Pada Agustus 2010, perhatian dunia tertuju pada sebuah terowongan tambang di dekat Copiapó, Chili. Sebanyak 33 penambang berhimpitan dalam gelap dan terjebak di kedalaman 700 meter di bawah tanah. Mereka sama sekali tidak tahu kapan pertolongan akan tiba. Setelah menunggu 17 hari lamanya, mereka mendengar bunyi pengeboran. Regu penyelamat telah membuat sebuah lubang kecil di bagian atap terowongan, kemudian diikuti tiga lubang berikutnya, dengan maksud untuk menciptakan jalur pengiriman persediaan makanan, air, dan obat-obatan. Para penambang itu sangat bergantung pada saluran-saluran yang terhubung dengan permukaan tanah tersebut untuk menerima persediaan yang mereka butuhkan agar dapat bertahan hidup. Akhirnya, pada hari yang ke-69 semua penambang berhasil dibebaskan.
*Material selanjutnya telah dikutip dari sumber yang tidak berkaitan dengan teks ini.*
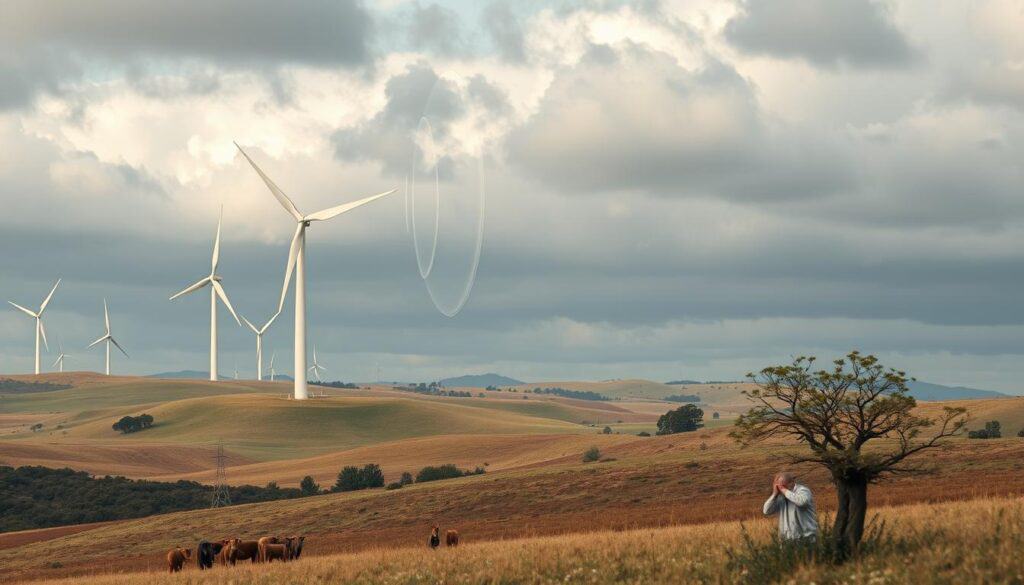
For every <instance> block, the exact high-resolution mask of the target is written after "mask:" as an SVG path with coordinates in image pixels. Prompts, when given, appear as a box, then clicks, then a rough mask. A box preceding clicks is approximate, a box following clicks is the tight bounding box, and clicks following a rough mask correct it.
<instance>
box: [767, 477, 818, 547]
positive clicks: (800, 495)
mask: <svg viewBox="0 0 1024 585" xmlns="http://www.w3.org/2000/svg"><path fill="white" fill-rule="evenodd" d="M764 512H765V515H766V516H767V515H771V514H775V513H777V514H778V535H779V537H781V538H782V540H804V539H807V540H813V539H815V538H817V536H818V518H817V513H816V512H815V511H814V497H813V496H812V495H811V491H810V490H809V489H808V488H807V486H802V485H800V484H797V478H796V476H794V474H793V473H790V472H788V471H779V472H778V473H776V474H775V478H774V479H773V480H772V486H771V497H770V498H768V501H767V502H765V509H764Z"/></svg>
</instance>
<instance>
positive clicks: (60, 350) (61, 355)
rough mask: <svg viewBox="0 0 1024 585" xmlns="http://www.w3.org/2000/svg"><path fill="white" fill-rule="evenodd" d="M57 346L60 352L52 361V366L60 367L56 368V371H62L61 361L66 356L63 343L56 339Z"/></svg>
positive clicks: (61, 362)
mask: <svg viewBox="0 0 1024 585" xmlns="http://www.w3.org/2000/svg"><path fill="white" fill-rule="evenodd" d="M57 347H58V348H59V349H60V354H59V356H57V359H56V360H54V361H53V367H54V368H57V367H59V368H60V369H59V370H57V371H58V372H61V373H62V372H63V361H65V359H66V358H67V357H68V356H67V354H66V353H65V352H63V343H61V342H60V341H57Z"/></svg>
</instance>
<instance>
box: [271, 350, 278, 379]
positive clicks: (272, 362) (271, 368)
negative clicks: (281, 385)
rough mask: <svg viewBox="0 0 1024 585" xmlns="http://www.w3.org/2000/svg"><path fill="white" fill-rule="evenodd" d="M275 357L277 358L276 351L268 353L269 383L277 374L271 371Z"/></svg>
mask: <svg viewBox="0 0 1024 585" xmlns="http://www.w3.org/2000/svg"><path fill="white" fill-rule="evenodd" d="M276 357H278V352H276V351H274V352H273V353H270V381H271V382H272V381H273V378H274V377H275V376H276V375H278V372H275V371H274V370H273V360H274V358H276Z"/></svg>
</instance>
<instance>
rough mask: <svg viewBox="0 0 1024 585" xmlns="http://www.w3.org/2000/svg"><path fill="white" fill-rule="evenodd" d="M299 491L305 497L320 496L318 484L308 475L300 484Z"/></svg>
mask: <svg viewBox="0 0 1024 585" xmlns="http://www.w3.org/2000/svg"><path fill="white" fill-rule="evenodd" d="M299 490H301V491H302V495H303V496H315V495H316V494H319V485H318V484H316V480H315V479H313V476H312V475H306V476H305V477H303V478H302V482H300V483H299Z"/></svg>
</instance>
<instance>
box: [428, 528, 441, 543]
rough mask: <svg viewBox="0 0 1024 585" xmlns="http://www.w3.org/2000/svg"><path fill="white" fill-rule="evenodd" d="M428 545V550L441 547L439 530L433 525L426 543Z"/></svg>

Tidak seorang pun dari kita dapat bertahan hidup tanpa persediaan yang diberikan oleh pihak di luar kita. Allah, Sang Pencipta alam semesta, adalah Pribadi yang menyediakan segala sesuatu yang kita butuhkan. Sama seperti lubang-lubang yang dibuat bagi para penambang tadi, doa menjadi penghubung antara kita dengan Allah, sumber segala sesuatu.

Tuhan Yesus mengajar kita untuk berdoa, “Berikanlah kami pada hari ini makanan kami yang secukupnya” (Mat 6:11). Pada masa hidup Yesus di bumi, roti merupakan makanan pokok dan menggambarkan semua kebutuhan hidup manusia sehari-hari. Yesus mengajar kita berdoa tidak hanya untuk kebutuhan jasmani, tetapi juga untuk penghiburan, pemulihan, keberanian, dan hikmat yang kita butuhkan.

Melalui doa, kita memiliki akses untuk datang kepada-Nya kapan pun, dan Dia tahu apa yang kita butuhkan bahkan sebelum kita meminta kepada-Nya (ay.8). Apa yang sedang Anda gumulkan hari ini? “Tuhan dekat pada setiap orang yang berseru kepada-Nya” (Mzm. 145:18).